Campaign in North-West Europe
Tudor Edwards gave details of 1683 casualties admitted to chest centres in Britain from North-West Europe. The great majority were treated by aspiration for haemothorax; the other less common treatments were for the removal of foreign body (15 per cent), turning out clot (6 per cent), decortication (5.5 per cent), and empyema (8.7 per cent). Deaths totalled 9, of which 5 occurred in a group of 251 earlier cases, and 4 in 1432 later cases.
|Series of cases, 1914–18||37||per cent.|
|Julian Smith (A), December 1941||63 cases||5||per cent.|
|King (A), December 1941||66 cases||3||per cent.|
|Logan (CC), Cairo, February 1942||49 cases||18||per cent.|
|Nicholson (CC), Tripoli, 1943||59 cases||30||per cent.|
|Button CCS, Cassino (NZ), 1944||34 cases||12||per cent.|
|D'Abreu (CC) Bari||260 cases||30||per cent.|
|Stout, Italy (NZ)-1944||148 total||2||per cent.|
|1944||90 living||3.3||per cent.|
|Tudor Edwards (CC), Britain 1944||1683 cases||8.7||per cent.|
A, Australian. CC, British chest centre. NZ, New Zealand.

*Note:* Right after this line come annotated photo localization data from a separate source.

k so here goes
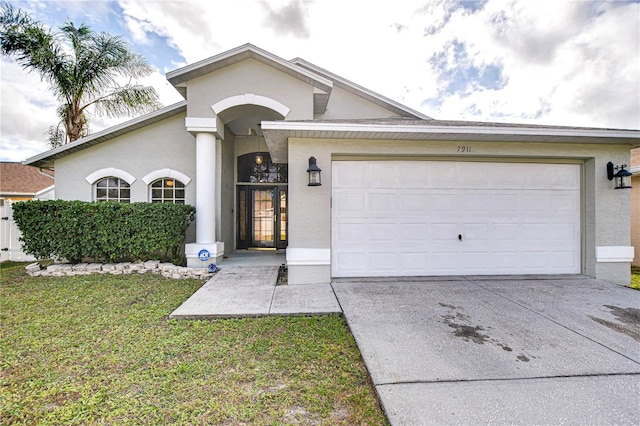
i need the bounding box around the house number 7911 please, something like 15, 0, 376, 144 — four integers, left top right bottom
457, 146, 471, 153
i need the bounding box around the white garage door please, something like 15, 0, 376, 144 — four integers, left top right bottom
332, 161, 581, 277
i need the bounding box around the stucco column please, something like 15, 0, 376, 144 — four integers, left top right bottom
185, 117, 225, 267
195, 132, 217, 243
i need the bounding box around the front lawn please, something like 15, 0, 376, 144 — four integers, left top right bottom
0, 262, 387, 425
632, 266, 640, 290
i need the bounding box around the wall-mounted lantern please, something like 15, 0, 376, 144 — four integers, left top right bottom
607, 162, 632, 189
307, 157, 322, 186
255, 133, 264, 165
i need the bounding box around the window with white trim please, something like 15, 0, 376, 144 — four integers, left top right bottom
150, 178, 185, 204
95, 177, 130, 202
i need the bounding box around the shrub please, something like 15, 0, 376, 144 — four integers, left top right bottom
12, 200, 195, 264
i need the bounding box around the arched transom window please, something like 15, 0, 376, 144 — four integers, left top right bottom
95, 177, 130, 202
151, 178, 185, 204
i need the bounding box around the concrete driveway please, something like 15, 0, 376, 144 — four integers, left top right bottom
332, 276, 640, 425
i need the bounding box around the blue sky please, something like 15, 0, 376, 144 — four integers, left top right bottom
1, 0, 639, 162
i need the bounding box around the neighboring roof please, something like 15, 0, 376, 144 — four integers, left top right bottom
167, 43, 334, 99
24, 101, 187, 169
0, 161, 54, 196
262, 117, 640, 163
290, 58, 431, 120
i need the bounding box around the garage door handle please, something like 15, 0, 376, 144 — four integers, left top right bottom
458, 234, 462, 241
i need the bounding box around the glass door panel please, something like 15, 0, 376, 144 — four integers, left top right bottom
279, 189, 287, 245
252, 189, 275, 248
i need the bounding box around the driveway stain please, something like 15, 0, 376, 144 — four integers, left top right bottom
589, 305, 640, 342
439, 302, 532, 362
449, 323, 490, 344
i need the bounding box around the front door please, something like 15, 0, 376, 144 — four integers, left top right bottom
237, 186, 287, 249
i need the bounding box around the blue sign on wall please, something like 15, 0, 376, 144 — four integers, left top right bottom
198, 249, 211, 262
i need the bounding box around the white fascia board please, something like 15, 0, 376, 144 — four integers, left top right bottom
261, 121, 640, 140
631, 166, 640, 175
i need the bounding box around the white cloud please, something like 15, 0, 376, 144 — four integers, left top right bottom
395, 0, 640, 129
0, 59, 59, 161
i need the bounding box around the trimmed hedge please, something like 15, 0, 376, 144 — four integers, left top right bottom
12, 200, 195, 264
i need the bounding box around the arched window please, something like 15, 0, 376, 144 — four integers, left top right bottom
237, 152, 288, 183
95, 177, 130, 202
150, 178, 185, 204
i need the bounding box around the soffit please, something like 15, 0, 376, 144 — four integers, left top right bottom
262, 119, 640, 163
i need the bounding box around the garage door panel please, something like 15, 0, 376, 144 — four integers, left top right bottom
334, 191, 366, 216
399, 163, 432, 186
333, 162, 368, 187
334, 220, 368, 244
332, 161, 581, 277
551, 223, 579, 241
431, 223, 458, 240
400, 193, 432, 213
369, 223, 397, 243
551, 252, 580, 271
492, 223, 520, 240
492, 194, 520, 212
399, 223, 429, 240
335, 252, 367, 274
552, 193, 580, 213
368, 253, 395, 274
430, 193, 458, 212
461, 223, 489, 239
369, 192, 395, 213
398, 252, 431, 274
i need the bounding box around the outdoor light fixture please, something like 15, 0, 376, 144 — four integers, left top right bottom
255, 137, 263, 165
607, 162, 632, 189
255, 124, 264, 165
307, 157, 322, 186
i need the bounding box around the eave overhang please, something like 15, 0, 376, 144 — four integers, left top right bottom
262, 120, 640, 163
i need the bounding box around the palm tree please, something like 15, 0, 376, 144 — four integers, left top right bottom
0, 3, 161, 147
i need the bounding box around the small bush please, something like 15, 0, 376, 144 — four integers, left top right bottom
12, 200, 195, 264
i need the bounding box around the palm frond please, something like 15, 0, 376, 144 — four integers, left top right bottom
89, 84, 161, 118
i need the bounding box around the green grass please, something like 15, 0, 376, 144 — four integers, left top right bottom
0, 262, 387, 425
631, 266, 640, 290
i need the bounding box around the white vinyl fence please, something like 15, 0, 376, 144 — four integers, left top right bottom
0, 200, 36, 262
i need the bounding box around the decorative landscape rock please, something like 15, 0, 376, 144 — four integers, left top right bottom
25, 261, 214, 280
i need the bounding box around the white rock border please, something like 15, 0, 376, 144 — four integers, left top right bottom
25, 260, 215, 280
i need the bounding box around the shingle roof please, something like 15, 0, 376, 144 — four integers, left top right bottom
0, 162, 54, 195
285, 116, 635, 131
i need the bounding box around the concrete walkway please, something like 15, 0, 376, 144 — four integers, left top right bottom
169, 251, 341, 319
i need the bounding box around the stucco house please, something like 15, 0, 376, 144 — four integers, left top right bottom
24, 44, 640, 285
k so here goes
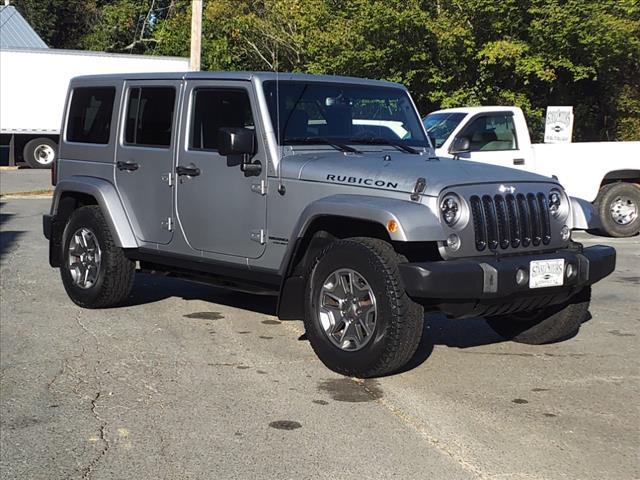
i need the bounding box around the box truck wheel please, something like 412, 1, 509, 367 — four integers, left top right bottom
23, 138, 57, 169
595, 183, 640, 237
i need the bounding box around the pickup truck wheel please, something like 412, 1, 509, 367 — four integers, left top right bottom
60, 206, 135, 308
595, 183, 640, 237
23, 138, 56, 169
486, 287, 591, 345
304, 238, 423, 378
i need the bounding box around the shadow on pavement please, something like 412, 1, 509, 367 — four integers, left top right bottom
125, 272, 505, 375
0, 202, 24, 260
124, 272, 277, 315
397, 313, 505, 374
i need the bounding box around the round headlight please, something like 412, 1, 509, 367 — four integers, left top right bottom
440, 193, 461, 226
549, 189, 563, 218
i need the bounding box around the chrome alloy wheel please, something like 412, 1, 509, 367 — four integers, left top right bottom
68, 227, 102, 289
610, 195, 638, 225
317, 268, 377, 351
33, 144, 55, 166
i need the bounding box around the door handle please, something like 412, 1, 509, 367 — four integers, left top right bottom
513, 158, 525, 165
117, 160, 139, 171
176, 164, 201, 177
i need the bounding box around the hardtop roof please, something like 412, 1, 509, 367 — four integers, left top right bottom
69, 71, 405, 89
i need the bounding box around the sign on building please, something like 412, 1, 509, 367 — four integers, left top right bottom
544, 106, 574, 143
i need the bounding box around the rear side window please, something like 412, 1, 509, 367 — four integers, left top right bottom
66, 87, 115, 144
125, 87, 176, 148
190, 89, 254, 151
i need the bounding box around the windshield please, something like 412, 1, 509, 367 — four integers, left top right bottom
422, 112, 467, 148
263, 81, 429, 148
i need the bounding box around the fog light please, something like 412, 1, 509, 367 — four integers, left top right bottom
515, 268, 528, 286
566, 263, 575, 279
560, 225, 570, 241
446, 233, 461, 251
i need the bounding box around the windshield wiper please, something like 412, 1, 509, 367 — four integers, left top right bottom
285, 137, 362, 154
352, 137, 420, 154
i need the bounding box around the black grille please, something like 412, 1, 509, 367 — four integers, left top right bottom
470, 192, 551, 251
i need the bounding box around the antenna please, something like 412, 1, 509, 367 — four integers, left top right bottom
275, 47, 285, 195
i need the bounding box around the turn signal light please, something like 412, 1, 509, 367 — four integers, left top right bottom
387, 219, 399, 233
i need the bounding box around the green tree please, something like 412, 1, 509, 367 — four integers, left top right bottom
10, 0, 101, 49
14, 0, 639, 141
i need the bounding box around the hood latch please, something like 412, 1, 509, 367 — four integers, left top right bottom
410, 177, 427, 201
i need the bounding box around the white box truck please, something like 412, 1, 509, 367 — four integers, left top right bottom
0, 48, 188, 169
423, 106, 640, 237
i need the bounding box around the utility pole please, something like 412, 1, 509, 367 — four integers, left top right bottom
190, 0, 202, 71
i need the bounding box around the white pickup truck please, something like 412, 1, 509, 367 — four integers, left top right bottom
423, 106, 640, 237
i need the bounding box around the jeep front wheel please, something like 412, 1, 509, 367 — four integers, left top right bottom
486, 287, 591, 344
304, 238, 423, 378
60, 206, 135, 308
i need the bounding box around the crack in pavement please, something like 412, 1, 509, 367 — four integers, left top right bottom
74, 313, 113, 479
46, 345, 88, 394
80, 391, 111, 480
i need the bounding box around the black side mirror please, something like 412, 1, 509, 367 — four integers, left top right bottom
218, 127, 261, 176
218, 127, 256, 156
449, 136, 471, 155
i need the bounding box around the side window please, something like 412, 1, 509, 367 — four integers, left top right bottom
190, 89, 254, 151
66, 87, 115, 144
125, 87, 176, 148
461, 114, 518, 152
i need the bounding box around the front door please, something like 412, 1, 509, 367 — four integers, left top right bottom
175, 81, 267, 259
115, 80, 181, 245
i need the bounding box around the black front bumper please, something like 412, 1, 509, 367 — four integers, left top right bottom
399, 245, 616, 318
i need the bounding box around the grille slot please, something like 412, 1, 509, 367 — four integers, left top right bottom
470, 191, 552, 252
470, 196, 487, 251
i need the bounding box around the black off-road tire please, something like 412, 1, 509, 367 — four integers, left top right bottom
304, 237, 424, 378
60, 206, 135, 308
594, 183, 640, 237
486, 287, 591, 345
23, 137, 57, 169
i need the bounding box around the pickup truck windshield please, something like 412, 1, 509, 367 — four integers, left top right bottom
422, 112, 467, 148
263, 81, 429, 148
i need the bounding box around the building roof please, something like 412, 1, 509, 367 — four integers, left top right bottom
0, 5, 48, 49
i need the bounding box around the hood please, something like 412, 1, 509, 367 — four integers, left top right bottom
281, 150, 558, 196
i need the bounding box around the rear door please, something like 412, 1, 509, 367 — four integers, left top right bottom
115, 80, 181, 245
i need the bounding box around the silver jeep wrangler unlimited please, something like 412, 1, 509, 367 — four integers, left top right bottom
43, 72, 615, 377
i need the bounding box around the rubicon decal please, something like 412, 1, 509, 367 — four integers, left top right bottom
326, 174, 399, 189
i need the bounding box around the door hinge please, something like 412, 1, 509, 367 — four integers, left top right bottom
161, 172, 173, 186
251, 180, 267, 195
161, 217, 173, 231
250, 229, 266, 244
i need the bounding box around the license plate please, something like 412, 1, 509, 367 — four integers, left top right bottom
529, 259, 565, 289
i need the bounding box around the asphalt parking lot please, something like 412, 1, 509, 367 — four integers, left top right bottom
1, 194, 638, 480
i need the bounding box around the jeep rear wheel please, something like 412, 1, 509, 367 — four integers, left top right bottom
486, 287, 591, 344
304, 237, 423, 378
60, 206, 135, 308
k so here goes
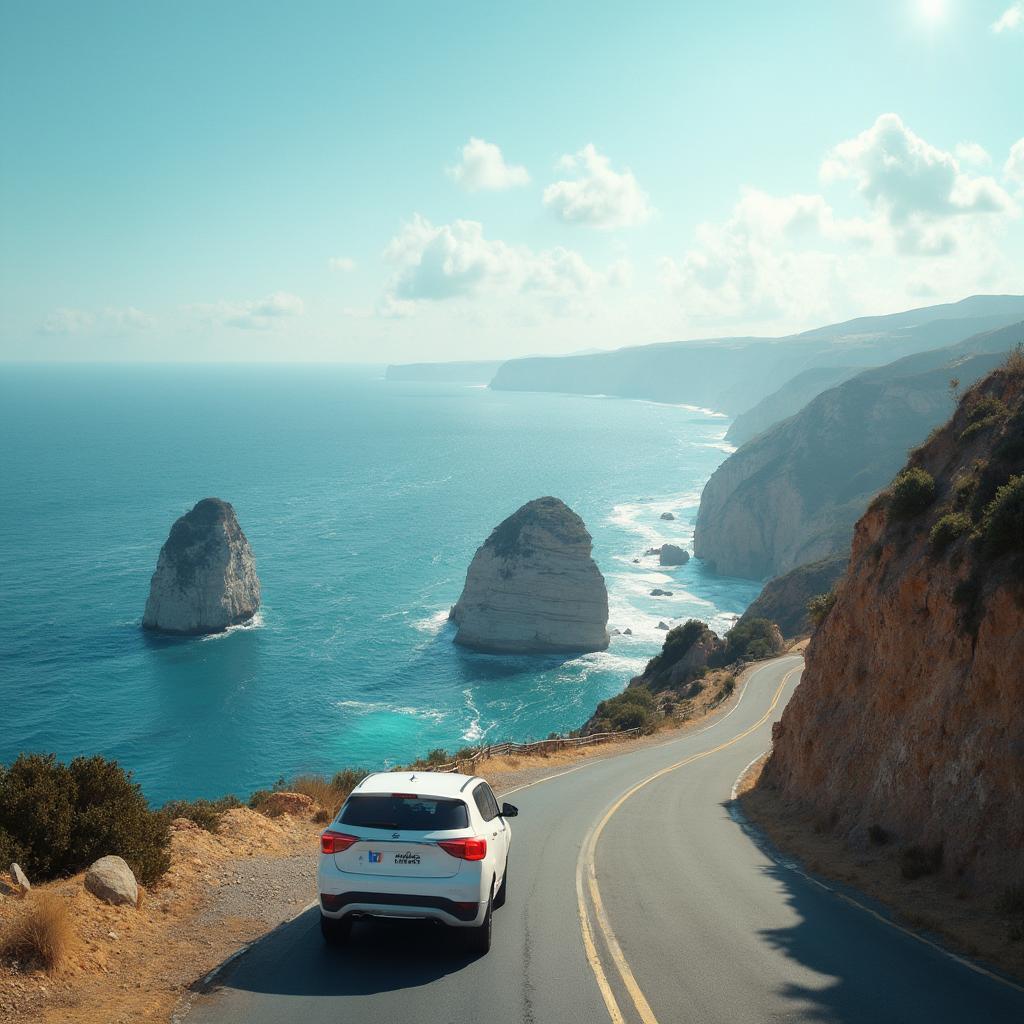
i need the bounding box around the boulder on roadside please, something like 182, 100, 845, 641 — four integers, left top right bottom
253, 791, 315, 818
85, 856, 138, 907
659, 544, 690, 566
10, 863, 30, 892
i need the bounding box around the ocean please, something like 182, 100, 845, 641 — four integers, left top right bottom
0, 364, 761, 804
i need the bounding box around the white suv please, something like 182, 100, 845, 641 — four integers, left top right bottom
317, 771, 517, 954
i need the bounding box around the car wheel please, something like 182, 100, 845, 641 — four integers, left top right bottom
466, 891, 493, 954
494, 860, 508, 909
320, 913, 351, 946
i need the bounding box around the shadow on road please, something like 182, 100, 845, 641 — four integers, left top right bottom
724, 799, 1024, 1023
195, 907, 480, 999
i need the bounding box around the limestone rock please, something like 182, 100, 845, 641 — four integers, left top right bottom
658, 544, 689, 566
85, 856, 138, 907
143, 498, 260, 635
451, 497, 609, 654
10, 863, 30, 892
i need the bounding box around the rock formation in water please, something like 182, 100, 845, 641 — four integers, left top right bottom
694, 322, 1023, 579
450, 497, 609, 654
658, 543, 689, 566
143, 498, 260, 635
761, 358, 1024, 886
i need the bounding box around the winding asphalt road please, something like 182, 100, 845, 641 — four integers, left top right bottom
183, 655, 1024, 1023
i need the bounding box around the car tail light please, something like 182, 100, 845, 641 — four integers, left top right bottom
438, 837, 487, 861
321, 831, 358, 854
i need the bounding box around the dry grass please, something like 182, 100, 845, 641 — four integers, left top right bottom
0, 892, 75, 972
289, 774, 345, 815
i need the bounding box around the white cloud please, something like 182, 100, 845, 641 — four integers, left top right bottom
40, 306, 155, 335
192, 291, 305, 330
328, 256, 356, 272
954, 141, 991, 167
380, 214, 623, 317
543, 144, 652, 228
1006, 138, 1024, 188
447, 137, 530, 191
821, 113, 1013, 254
661, 116, 1022, 331
992, 3, 1023, 31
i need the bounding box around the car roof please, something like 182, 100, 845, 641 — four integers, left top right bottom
352, 770, 481, 798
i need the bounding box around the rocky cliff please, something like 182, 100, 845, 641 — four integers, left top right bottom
737, 554, 847, 638
450, 497, 609, 654
761, 356, 1024, 887
143, 498, 260, 635
694, 322, 1024, 579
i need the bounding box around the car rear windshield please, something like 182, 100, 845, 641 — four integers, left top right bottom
339, 794, 469, 831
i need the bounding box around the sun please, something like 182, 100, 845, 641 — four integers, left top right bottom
918, 0, 946, 21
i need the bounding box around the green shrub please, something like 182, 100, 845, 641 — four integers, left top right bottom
592, 687, 660, 733
724, 618, 782, 662
952, 473, 978, 508
644, 619, 706, 677
0, 754, 170, 885
1003, 343, 1024, 379
960, 396, 1009, 442
929, 512, 972, 553
868, 824, 891, 846
889, 468, 936, 518
807, 590, 837, 626
978, 475, 1024, 555
161, 795, 242, 833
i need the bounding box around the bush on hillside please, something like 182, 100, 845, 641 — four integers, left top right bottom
978, 475, 1024, 555
806, 590, 837, 626
960, 396, 1009, 442
929, 512, 972, 553
160, 795, 242, 833
889, 468, 936, 518
643, 619, 706, 678
591, 687, 660, 734
1004, 342, 1024, 379
899, 843, 943, 881
0, 754, 170, 885
724, 617, 782, 662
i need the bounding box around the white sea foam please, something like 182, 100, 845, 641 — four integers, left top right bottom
461, 689, 494, 742
412, 609, 451, 634
333, 699, 447, 723
200, 612, 264, 641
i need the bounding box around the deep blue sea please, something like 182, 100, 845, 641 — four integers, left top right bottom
0, 365, 760, 804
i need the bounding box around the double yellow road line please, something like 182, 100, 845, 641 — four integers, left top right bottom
575, 665, 798, 1024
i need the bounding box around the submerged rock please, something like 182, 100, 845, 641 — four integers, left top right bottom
450, 496, 609, 654
660, 511, 676, 521
143, 498, 260, 635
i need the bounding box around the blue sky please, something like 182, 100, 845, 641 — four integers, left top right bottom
1, 1, 1022, 361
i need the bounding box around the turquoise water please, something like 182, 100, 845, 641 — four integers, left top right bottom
0, 365, 760, 804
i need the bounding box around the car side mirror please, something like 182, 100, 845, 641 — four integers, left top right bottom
501, 802, 519, 818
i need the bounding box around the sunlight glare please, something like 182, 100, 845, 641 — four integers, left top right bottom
918, 0, 946, 22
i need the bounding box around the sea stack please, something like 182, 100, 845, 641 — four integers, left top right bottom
142, 498, 260, 635
450, 497, 609, 654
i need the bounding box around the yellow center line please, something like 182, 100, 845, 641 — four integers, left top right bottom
576, 665, 799, 1024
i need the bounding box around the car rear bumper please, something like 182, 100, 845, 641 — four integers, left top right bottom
320, 890, 481, 924
317, 859, 490, 927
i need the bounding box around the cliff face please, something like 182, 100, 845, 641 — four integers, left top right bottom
694, 322, 1024, 579
450, 497, 609, 654
762, 359, 1024, 886
737, 554, 848, 638
143, 498, 260, 635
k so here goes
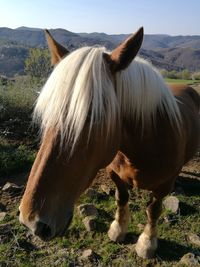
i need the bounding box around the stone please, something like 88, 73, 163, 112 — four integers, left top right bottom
0, 223, 12, 234
85, 188, 100, 198
2, 182, 22, 193
83, 216, 96, 231
79, 249, 96, 261
187, 233, 200, 247
0, 212, 7, 222
163, 196, 179, 213
179, 253, 200, 266
77, 204, 98, 217
101, 184, 114, 195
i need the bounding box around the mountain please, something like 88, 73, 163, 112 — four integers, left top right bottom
0, 27, 200, 76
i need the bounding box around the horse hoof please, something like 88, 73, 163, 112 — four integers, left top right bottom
135, 232, 157, 259
108, 220, 126, 242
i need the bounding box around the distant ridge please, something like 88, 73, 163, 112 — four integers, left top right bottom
0, 26, 200, 76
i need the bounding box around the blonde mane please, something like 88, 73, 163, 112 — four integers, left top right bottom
34, 46, 181, 153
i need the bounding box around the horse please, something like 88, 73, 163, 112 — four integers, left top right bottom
19, 27, 200, 259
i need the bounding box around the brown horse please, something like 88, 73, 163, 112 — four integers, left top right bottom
19, 28, 200, 258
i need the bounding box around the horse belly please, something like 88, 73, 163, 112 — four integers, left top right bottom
110, 150, 182, 191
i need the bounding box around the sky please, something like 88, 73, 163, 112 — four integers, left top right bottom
0, 0, 200, 35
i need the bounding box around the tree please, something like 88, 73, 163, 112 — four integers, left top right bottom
166, 70, 178, 79
25, 48, 51, 79
180, 69, 191, 80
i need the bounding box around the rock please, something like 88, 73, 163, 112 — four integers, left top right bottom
101, 184, 114, 195
77, 204, 98, 217
187, 233, 200, 247
0, 223, 12, 243
163, 196, 180, 213
0, 212, 7, 222
2, 182, 22, 194
79, 249, 97, 261
179, 253, 200, 266
85, 188, 101, 198
83, 216, 96, 231
0, 223, 12, 234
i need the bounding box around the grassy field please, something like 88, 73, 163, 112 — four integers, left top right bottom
0, 78, 200, 266
0, 168, 200, 267
165, 78, 200, 85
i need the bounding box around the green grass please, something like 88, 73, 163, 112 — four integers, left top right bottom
0, 137, 36, 176
165, 78, 200, 85
0, 185, 199, 267
0, 76, 40, 122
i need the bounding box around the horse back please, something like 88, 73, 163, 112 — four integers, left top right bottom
169, 84, 200, 112
169, 84, 200, 162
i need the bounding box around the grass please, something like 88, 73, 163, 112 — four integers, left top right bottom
0, 183, 199, 267
0, 76, 38, 122
0, 137, 36, 176
165, 78, 200, 85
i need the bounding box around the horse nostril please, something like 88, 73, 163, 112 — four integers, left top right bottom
34, 221, 52, 240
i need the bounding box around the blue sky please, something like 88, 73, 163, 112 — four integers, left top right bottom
1, 0, 200, 35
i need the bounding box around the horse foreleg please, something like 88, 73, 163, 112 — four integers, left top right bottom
107, 170, 129, 242
135, 193, 162, 258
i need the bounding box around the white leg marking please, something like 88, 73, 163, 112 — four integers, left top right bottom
108, 203, 129, 242
135, 225, 157, 259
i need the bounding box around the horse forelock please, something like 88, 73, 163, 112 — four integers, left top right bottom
33, 46, 182, 155
33, 46, 119, 154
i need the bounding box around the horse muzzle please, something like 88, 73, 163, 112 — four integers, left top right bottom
19, 210, 73, 241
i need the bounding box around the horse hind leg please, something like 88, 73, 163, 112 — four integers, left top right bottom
135, 192, 162, 258
107, 169, 129, 242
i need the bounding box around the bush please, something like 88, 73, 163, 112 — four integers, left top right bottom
180, 69, 191, 80
160, 69, 192, 80
0, 140, 36, 175
192, 71, 200, 80
166, 70, 178, 79
25, 48, 51, 79
0, 76, 39, 122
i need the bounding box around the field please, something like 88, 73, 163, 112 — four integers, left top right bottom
0, 78, 200, 266
165, 78, 200, 85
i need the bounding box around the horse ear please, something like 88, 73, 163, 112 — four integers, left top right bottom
44, 29, 69, 66
105, 27, 144, 72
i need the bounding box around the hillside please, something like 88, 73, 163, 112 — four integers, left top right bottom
0, 27, 200, 76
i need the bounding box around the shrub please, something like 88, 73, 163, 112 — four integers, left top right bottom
166, 70, 178, 79
192, 71, 200, 80
0, 76, 39, 122
0, 140, 36, 175
25, 48, 51, 79
180, 69, 191, 80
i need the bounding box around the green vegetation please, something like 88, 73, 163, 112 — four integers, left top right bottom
0, 137, 36, 175
165, 78, 200, 85
0, 75, 38, 122
25, 48, 51, 79
0, 185, 200, 266
160, 68, 200, 82
0, 75, 39, 175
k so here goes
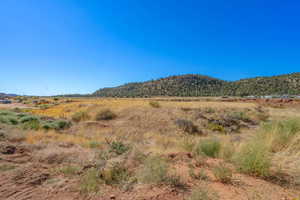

It will be noted that the higher figures are from chest centres, where presumably all the serious cases were sent; most of the less serious cases went to the ordinary base hospitals. The Australian figures probably cover the same group and are from a base hospital. Button's figures are from our CCS at Cassino. Stout's figures cover all New Zealand cases in Italy from November 1943 to August 1944, the lower overall figure being due to most of the deaths occurring in the first twenty-four hours.
Multiple injuries were present in the majority of our cases; only one-third had injuries limited to the chest.